The coalition's survey, co-sponsored by Fortune magazine, questioned top officials from 623 U. S. companies and found that executives ranked AIDS third among the largest problems facing the country today, after the federal deficit and drug abuse.

Other Findings by Survey

The study also found that:

--Larger companies tend to have more supportive policies than smaller companies.

--Companies in the service sector are more supportive than companies in the industrial sector, "undoubtedly because of their already greater experience with employees with AIDS."

--Fifty percent of the companies said they believe that an image problem would result if the public were to find out that somebody in the company had AIDS.

--Eighty-four percent said they would require employees to contribute more to the cost of company medical insurance programs if the cost of premiums rose significantly as a result of AIDS.

--A prospective employee's chances for employment would be "uncertain" if he or she were found to be infected with the AIDS virus.

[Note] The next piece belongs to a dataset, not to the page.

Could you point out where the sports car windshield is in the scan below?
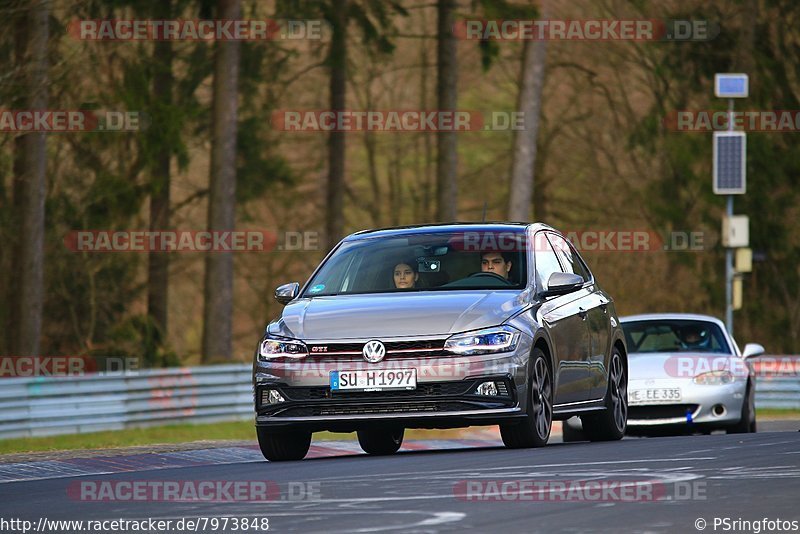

--Fifty-seven percent of the companies surveyed said that if a co-worker refused to work alongside an employee with AIDS, they would try to change the co-worker's mind.

Vulnerable to Infections

AIDS, or acquired immune deficiency syndrome, is caused by a virus that destroys the individual's immune system, making that person vulnerable to otherwise rare infections. It is spread through sexual intercourse, through the sharing of contaminated hypodermic needles, and by mother to fetus during pregnancy.

In this country, it has primarily afflicted homosexual and bisexual males, intravenous drug abusers, and their sexual partners. More than 50,000 Americans have contracted AIDS, and more than half of them have died.